While I don't use said software (I have a casual interest in it only...would be nice to get more games working on Linux), I have to disclose that I'm against anti-cheat mechanisms. I'm a software engineer, and I've worked on a few smaller games, and know the overall structure of bigger ones, and I don't think I've ever seen a game use good practices in multiplayer. Instead, they usually rely on client side code and lean on anti-cheat software to stop cheaters.
What's WGU in this context?
> which makes enough sense since if you're in a VM they can't see your full screen
Presumably they can't also see the screen of another device...
When taking a test they have a proctor that's watching you on a webcam, and they make you pan the webcam around the room to ensure that there's no obvious way to cheat, and they make you share your screen to ensure you only have a browser running.
It’s perfect for all parties, and doesn’t intrude on your personal living space or devices.

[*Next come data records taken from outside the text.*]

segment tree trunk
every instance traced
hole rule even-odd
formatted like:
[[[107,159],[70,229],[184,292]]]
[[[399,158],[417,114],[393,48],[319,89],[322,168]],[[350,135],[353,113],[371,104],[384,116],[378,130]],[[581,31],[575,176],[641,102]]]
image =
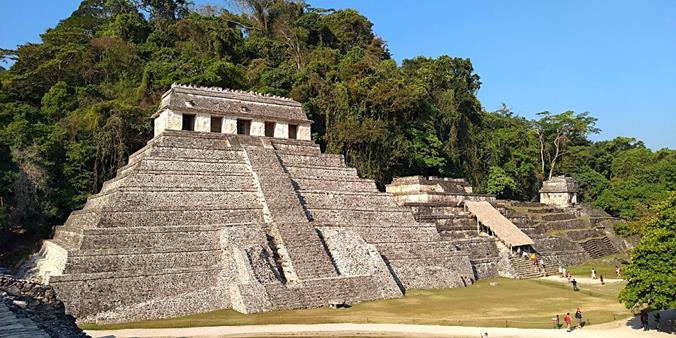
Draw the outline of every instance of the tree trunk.
[[[545,175],[545,134],[544,132],[538,134],[540,140],[540,163],[542,164],[542,175]]]
[[[554,147],[556,148],[556,152],[554,153],[554,158],[552,159],[552,163],[549,166],[549,176],[548,180],[552,179],[552,175],[554,174],[554,166],[556,165],[556,159],[559,157],[559,151],[560,151],[560,138],[561,136],[557,136],[556,139],[554,140]]]

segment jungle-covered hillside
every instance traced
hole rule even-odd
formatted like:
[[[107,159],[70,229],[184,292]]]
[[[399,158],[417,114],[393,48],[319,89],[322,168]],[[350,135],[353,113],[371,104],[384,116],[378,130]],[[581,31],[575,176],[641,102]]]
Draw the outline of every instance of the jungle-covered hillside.
[[[586,112],[485,111],[471,60],[398,64],[354,10],[85,0],[41,38],[0,51],[14,61],[0,68],[0,252],[48,236],[112,178],[151,138],[150,116],[172,83],[298,100],[322,148],[380,187],[401,175],[464,177],[478,191],[533,200],[544,179],[566,174],[583,201],[628,220],[676,189],[674,150],[631,137],[592,142]]]

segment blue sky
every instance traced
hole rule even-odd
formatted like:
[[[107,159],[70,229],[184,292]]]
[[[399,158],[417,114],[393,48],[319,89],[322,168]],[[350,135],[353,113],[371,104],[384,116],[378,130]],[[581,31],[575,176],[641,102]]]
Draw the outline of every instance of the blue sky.
[[[223,1],[197,1],[224,3]],[[676,148],[676,1],[328,1],[374,23],[393,57],[470,58],[487,110],[589,111],[593,139]],[[39,41],[76,0],[0,0],[0,48]]]

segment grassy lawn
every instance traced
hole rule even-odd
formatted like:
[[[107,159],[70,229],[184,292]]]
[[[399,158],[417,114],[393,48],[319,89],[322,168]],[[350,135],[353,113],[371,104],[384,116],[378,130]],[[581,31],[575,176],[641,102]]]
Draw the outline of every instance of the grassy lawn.
[[[177,328],[220,325],[312,323],[407,323],[493,327],[551,328],[551,318],[582,308],[590,324],[629,317],[618,303],[624,283],[584,287],[542,280],[496,278],[467,288],[410,290],[405,297],[355,304],[347,309],[284,310],[241,314],[219,310],[152,321],[81,325],[83,329]]]
[[[596,275],[603,275],[604,278],[617,278],[615,266],[621,266],[620,262],[626,259],[626,254],[614,254],[597,259],[593,259],[584,264],[567,267],[573,276],[591,277],[591,269],[596,269]]]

Well that level of intrusiveness would just make me come up with something overly complicated just so I could prove that I could cheat if I wanted.
That's why they make you share your screen; obviously there's plenty of ways to fool that but the goal is to make it so that cheating requires enough effort to where it's probably less effort just to study and do it right.
They just want to make it difficult enough to catch most.